We Get What We Train For
Guest Editorial by Dwight Worden | Seaview Avenue

Del Mar is a great city, with wonderful residential areas and an attractive downtown. This didn’t happen by accident or by luck. It was Del Mar’s strong history of careful development review by knowledgeable Planning Commission and Design Review Board members who have assured that Del Mar retains its quality and uniqueness.

But, as the saying goes, the quality of what comes out is only as good as the quality that goes in. Volunteers serve on the Planning Commission and DRB and the quality of their work depends in large part on the quality of the training and support they receive to do a good job. So, let’s take a quick look at what kind of training they should receive and why it is important. PC and DRB members need training on at least the following:

Community Plan, Design Review Ordinance, and City Code: Basic familiarity with these governing documents is essential, as is an understanding of the limits these documents impose on PC and DRB members. Service on the PC and DRB is not an opportunity for anyone to impose their personal aesthetic standards, rather it is an opportunity to faithfully enforce the requirements of the Community Plan, Design Review Ordinance and other Code requirements, such as zoning, subdivision, land conservation, etc.

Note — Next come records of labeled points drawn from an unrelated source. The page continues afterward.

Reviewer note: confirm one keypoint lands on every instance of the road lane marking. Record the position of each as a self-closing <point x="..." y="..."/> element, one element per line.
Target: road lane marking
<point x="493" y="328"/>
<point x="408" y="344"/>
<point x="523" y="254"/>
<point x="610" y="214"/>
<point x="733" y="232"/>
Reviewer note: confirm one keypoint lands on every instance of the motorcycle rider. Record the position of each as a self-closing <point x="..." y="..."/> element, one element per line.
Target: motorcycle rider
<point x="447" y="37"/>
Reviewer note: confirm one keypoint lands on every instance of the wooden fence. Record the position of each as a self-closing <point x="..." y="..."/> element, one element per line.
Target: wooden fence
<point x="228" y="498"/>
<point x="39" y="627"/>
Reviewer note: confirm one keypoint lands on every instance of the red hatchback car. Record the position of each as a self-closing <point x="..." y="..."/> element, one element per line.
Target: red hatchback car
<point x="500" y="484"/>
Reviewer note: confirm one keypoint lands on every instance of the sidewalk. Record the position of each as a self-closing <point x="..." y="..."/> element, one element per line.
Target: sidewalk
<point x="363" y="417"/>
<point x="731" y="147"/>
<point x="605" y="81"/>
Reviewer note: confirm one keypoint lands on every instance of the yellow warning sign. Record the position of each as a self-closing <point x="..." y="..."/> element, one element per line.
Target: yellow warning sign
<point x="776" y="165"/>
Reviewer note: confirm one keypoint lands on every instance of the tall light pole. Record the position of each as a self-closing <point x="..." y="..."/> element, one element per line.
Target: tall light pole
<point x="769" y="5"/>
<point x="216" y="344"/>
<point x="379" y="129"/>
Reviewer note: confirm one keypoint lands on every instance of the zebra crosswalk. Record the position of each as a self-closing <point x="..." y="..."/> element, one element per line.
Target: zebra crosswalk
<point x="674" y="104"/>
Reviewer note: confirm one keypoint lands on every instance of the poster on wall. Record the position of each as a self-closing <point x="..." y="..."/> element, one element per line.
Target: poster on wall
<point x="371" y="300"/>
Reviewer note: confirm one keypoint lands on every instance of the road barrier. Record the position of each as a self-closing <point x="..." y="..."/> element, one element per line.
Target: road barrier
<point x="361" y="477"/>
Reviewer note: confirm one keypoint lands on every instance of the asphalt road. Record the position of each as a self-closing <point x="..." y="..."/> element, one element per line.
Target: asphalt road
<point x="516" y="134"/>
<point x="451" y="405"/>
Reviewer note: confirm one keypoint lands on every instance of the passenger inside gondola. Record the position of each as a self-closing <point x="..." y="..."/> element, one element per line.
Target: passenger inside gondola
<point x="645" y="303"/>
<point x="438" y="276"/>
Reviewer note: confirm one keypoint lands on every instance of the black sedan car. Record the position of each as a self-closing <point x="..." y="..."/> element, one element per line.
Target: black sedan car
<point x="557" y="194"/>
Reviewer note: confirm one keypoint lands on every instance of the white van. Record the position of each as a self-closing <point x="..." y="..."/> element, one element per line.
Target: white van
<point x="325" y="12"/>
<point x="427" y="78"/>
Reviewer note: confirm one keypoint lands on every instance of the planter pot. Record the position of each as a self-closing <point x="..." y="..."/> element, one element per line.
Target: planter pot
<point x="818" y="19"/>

How to Read and Understand Plans: Plans, diagrams, schematics, grading plans, elevations, aerials, view analyses, working drawings, etc. are key documents that are prepared by applicants to the Planning Commission and DRB. Basic training in how to read and interpret these documents is essential.

When and How to do a good Site Visit: Although site visits are less frequent for Planning Commissioners than for DRB members, all should be trained as to when they are appropriate (sometimes they are precluded by rules of evidence). Training should include how to do a site visit and how to report back to the PC or DRB after a site visit.

Brown Act and Conflict of Interest Laws: A basic knowledge of the sometimes complex rules governing open meetings and conflict of interest is important to assure that the review process is fair and complies with the law so that neither the individual nor the City finds itself in a legal predicament, and so that all applicants and opponents get a fair hearing.

Roberts Rules and Meeting Procedures: A general understanding of the rules governing the conduct of meetings is important so that PC and DRB members know how to run a good meeting that is fair to all concerned parties.

Familiarity with Del Mar: All who serve on the PC and DRB should get an orientation as to the various neighborhoods and areas of Del Mar, complete with a description of major projects in the works.

We are fortunate to have so many intelligent and dedicated volunteers willing to serve on the Planning Commission and Design Review. It would cost a fortune to hire the kind of talent that Del Mar is routinely able to recruit in volunteers. Let’s be sure that, as a City, we give them the support and training they need to do the very best job that Del Mar has come to expect.

*Dwight Worden served as City Attorney for Del Mar from 1977-83, and was co-author of a booklet published by the League of California Cites used for training Planning Commissioners and others involved in the development review process.